François Poulain : Je suis né en 1965, je suis photographe Rock, j’ai fait ma formation à l’Ecole des Images des Gobelins à Paris. Je jouais de la musique, j’étais passionné, j’ai rencontré l’Association Capsul’Rock montée en mars 1987 à la MJC Victor Jara de Champs-sur-Marne, après avoir joué avec mon groupe dans un tremplin en juillet 86. J’avais donné une pellicule à un mec dans la salle pour qu’il me prenne en photo sur scène, ils ont trouvé ça rigolo, et m’ont invité à venir faire des photos avec eux, j’habitais à un kilomètre à vol d’oiseau ! Ma première photo de concert, ça a été le jour de l’inauguration, j’en avais jamais faite avant… Un an plus tard, a débarqué Philippe Renaud, qui était le manager de la Mano Negra, il a vu une photo d’OTH que j’avais prise, qui était pas mal, il m’a proposé de faire des photos « chez lui », au Fahrenheit d’Issy les Moulineaux.
Jusqu’à mon départ de Paris en 98, j’ai continué à faire des photos sur les deux salles : j’ai pu brasser comme ça énormément de groupes. A Capsul’Rock, c’était uniquement des groupes français, mais au Fahrenheit, il y avait aussi des groupes étrangers… Nirvana a joué là-bas, alors que Bleach venait juste de sortir, mais moi, en bon anti-américain primaire, je n’y suis pas allé ! (Rires) Je me suis rattrapé deux ans après au Zénith, j’y étais, j’ai fait la photo pour la couverture du premier Rock Sound. Ils sont encore repassés au même Zénith deux ou trois ans plus tard pour In Utero, je voulais prendre mon pass photo, mais j’avais une exposition « Scènes de Rock en France » à Toulouse… qui a été annulée une semaine avant. C’était trop tard pour le pass photo, ce qui fait que, sur les trois passages de Nirvana à Paris, je les ai ratés deux fois : pas de bol ! (rires)

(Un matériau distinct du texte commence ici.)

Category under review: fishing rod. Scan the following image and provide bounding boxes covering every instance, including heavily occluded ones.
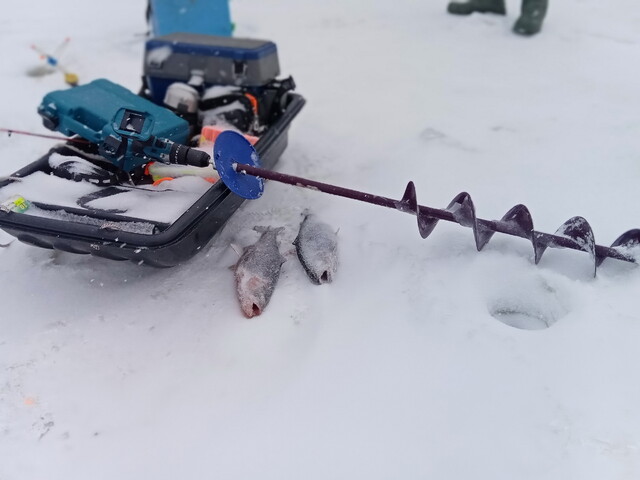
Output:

Benzine Tu as continué comme musicien ?
François : Après non, je n’ai plus joué dans des groupes, je jouais seulement chez moi de la guitare, de la basse, des claviers, un peu de batterie à un époque. En tant que photographe indépendant, c’est moi qui suis devenu père au foyer. On a eu trois enfants, je n’avais pas vraiment le temps ! Je suis tellement fan de musique que photographier ces musiciens, c’était faire partie du truc. Mais bon, je faisais ces photos « en pure perte », ça n’intéressait personne, il n’y avait pas de débouchés pour les vendre dans les journaux. Dans Best, il y avait une page sur le Rock d’Ici, Rock & Folk, le rock français, c’était pas leur came, en plus je ne faisais que du noir et blanc. Des photos en noir et blanc de groupes inconnus, j’étais un extra-terrestre. Pourtant, dans les années 90, après la sortie du bouquin Scènes de Rock en France, je suis allé voir l’ineffable Philippe Manœuvre, rédacteur de Rock & Folk, qui me dit cette phrase : « Vous avez du talent, c’est indéniable, mais je ne vais pas vous embaucher, car à chaque fois que j’embauche un photographe, il s’arrête de travailler » ! (Rires).

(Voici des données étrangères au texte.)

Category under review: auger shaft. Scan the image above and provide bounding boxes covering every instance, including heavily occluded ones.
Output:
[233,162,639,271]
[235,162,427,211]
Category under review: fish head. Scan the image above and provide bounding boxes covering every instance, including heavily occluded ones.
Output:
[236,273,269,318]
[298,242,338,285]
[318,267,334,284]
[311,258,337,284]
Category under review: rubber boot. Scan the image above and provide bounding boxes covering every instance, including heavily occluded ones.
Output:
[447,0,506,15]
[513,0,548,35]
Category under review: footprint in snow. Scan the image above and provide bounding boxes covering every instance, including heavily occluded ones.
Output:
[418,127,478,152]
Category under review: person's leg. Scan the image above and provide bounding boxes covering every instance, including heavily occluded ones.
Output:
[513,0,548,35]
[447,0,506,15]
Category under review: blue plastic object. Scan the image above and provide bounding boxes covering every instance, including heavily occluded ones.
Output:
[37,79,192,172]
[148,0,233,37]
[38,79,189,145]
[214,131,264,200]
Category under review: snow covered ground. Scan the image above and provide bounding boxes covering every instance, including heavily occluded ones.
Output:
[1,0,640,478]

A partir de 1994, et après la sortie du livre, j’ai monté une première exposition, qui s’appelait aussi « Scènes de Rock en France », qui a très bien marché. Au début elle a tourné 8 mois sur douze, avant, au fil des années, que ça se réduise, puis s’arrête… C’était une expo didactique, on avait des panneaux 50×70, avec une grande photo 30×40 et à côté un texte écrit assez gros pour que les gens ne zappent pas. Elle a tourné dans une centaine de lieux en France, essentiellement des médiathèques. La première expo, je me souviens, c’était Montluçon, le lendemain de la mort de Kurt Cobain… comme quoi on y revient !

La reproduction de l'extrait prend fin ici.